Vulnerability identifier: #VU91267
Vulnerability risk: Low
CVSSv3.1: 2 [CVSS:3.1/AV:N/AC:H/PR:H/UI:N/S:U/C:L/I:N/A:N/E:U/RL:O/RC:C]
CVE-ID:
CWE-ID:
CWE-285
Exploitation vector: Network
Exploit availability: No
Vulnerable software:
Elasticsearch
Web applications /
Other software
Vendor: Elastic Stack
Description
The vulnerability allows a remote user to gain access to sensitive information.
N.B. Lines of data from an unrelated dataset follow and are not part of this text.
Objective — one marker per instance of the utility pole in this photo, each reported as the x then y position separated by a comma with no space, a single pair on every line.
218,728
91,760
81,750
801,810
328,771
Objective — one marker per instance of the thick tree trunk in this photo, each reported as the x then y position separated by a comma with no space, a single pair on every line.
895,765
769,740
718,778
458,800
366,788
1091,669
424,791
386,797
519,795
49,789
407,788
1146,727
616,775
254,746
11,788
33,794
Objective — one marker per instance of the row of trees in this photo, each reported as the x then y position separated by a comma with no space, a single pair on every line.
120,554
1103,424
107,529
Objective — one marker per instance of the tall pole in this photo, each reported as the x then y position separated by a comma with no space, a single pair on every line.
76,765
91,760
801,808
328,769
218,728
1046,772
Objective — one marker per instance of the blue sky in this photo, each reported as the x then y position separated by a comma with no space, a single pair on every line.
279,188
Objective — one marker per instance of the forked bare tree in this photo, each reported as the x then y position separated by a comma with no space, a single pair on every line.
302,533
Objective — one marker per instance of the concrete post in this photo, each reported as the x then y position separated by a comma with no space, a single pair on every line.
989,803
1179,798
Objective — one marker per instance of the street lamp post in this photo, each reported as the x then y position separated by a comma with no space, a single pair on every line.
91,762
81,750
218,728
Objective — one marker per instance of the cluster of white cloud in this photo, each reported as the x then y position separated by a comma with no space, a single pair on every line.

The vulnerability exists due to improper authorization within the API key based security model for Remote Cluster Security. A remote user with a valid API key for a remote cluster configured to use new Remote Cluster Security can read arbitrary documents from any index on the remote cluster, if they use the Elasticsearch custom transport protocol to issue requests with the target index ID, the shard ID and the document ID.
Mitigation
Install updates from vendor's website.
Vulnerable software versions
Elasticsearch: 8.10.0 - 8.12.2
External links
http://discuss.elastic.co/t/elasticsearch-8-13-0-security-update-esa-2024-07/356315
Can this vulnerability be exploited remotely?
Yes. This vulnerability can be exploited by a remote authenticated privileged user via the Internet.
Is there known malware, which exploits this vulnerability?
No. We are not aware of malware exploiting this vulnerability.